Уже после того, как я давно развелась с ее сыном, от каких-то общих знакомых я узнала ее историю. Отец ее был расстрелян как враг народа, а его беременная жена сослана за Урал. Там она родила Милочку, которую забрали в детский дом для детей врагов народа. Что стало с матерью, Милочка так и не узнала. После детского дома Мила окончила курсы машинописи и стенографии. И то ли в Томске, то ли в Омске, где она работала стенографисткой на какой-то научной конференции, она встретилась с моим бывшем свекром. Собственно, свекром в чистом виде, то есть отцом моего будущего мужа, он не был, так как у Милочки к моменту знакомства был маленький сын, и, когда они поженились, муж усыновил мальчика. Кто был отцом ребенка – никому, кроме Милочки, не известно, да это и неважно. В общем, за четыре дня конференции они успели познакомиться, полюбить друг друга на всю жизнь и пожениться. Он привез ее в Москву, где у него сразу начались неприятности: не только готовую докторскую диссертацию не дали защитить, но и из старших сотрудников перевели в младшие. Не на той женился. Но скоро, слава богу, все изменилось, муж стал профессором, Милочка окончила полиграфический институт и работала в скучном журнале, где происходили всякие смешные истории. Или не происходили. Это тоже неважно. Просто Милочка умела радоваться жизни.

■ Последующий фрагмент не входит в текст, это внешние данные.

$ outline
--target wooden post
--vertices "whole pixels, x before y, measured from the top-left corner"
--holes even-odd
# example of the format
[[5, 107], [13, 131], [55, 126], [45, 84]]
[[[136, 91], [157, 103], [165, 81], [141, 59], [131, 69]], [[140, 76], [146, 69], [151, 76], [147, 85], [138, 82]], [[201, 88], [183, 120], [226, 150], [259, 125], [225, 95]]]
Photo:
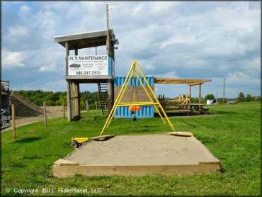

Потом мы с мужем переехали в новую квартиру, а через год он от меня ушел. Но это уже другая история, а я – о свекровях.
Вторую свекровь я помню всегда стоящей у плиты. Она все время что-то варила, жарила, запекала, фаршировала, солила, мариновала, закручивала. Она была большая мастерица по этой части. Ее кулебяки были произведениями искусства. Таких соленых опят, как у нее, я не ела больше нигде. Она запихивала в мои сумки банки, кульки, пакеты. Сумки становились неподъемными, я вынимала, она пихала снова, обижалась и плакала. Она переживала за сына, ей казалось, что он недоедает. «Я вчера заезжала к вам, привозила клюкву, тебя опять не было дома, а мой сын мыл посуду. Нельзя унижать мужчину, посуда – не мужское дело», – выговаривала она мне. Мой муж капризничал: то ему подавай киселя, как у мамы, то котлет, как у мамы. По воскресеньям мы ездили к его родителям обедать. Пропустить обед – самое большое оскорбление для свекрови. Никакие причины и отговорки, никакие природные катаклизмы не могли отменить семейный обед. Мы садились за заставленный яствами стол, и свекровь торжественно выплывала из кухни с горячей кулебякой и в засаленном на животе халате. Я сшила и подарила ей голобею, но она ее не надевала. «Почему вы не носите голобею? – спрашивала я, – это так нарядно». «А для кого мне дома-то наряжаться? – В ее тоне звучал как бы упрек мне, – я что, артистка, что ли?» Ее муж, полковник в отставке, во всем с ней соглашался. «Тебе повезло со свекровью, – говорил он мне, – ты ее слушай, она тебя плохому не научит».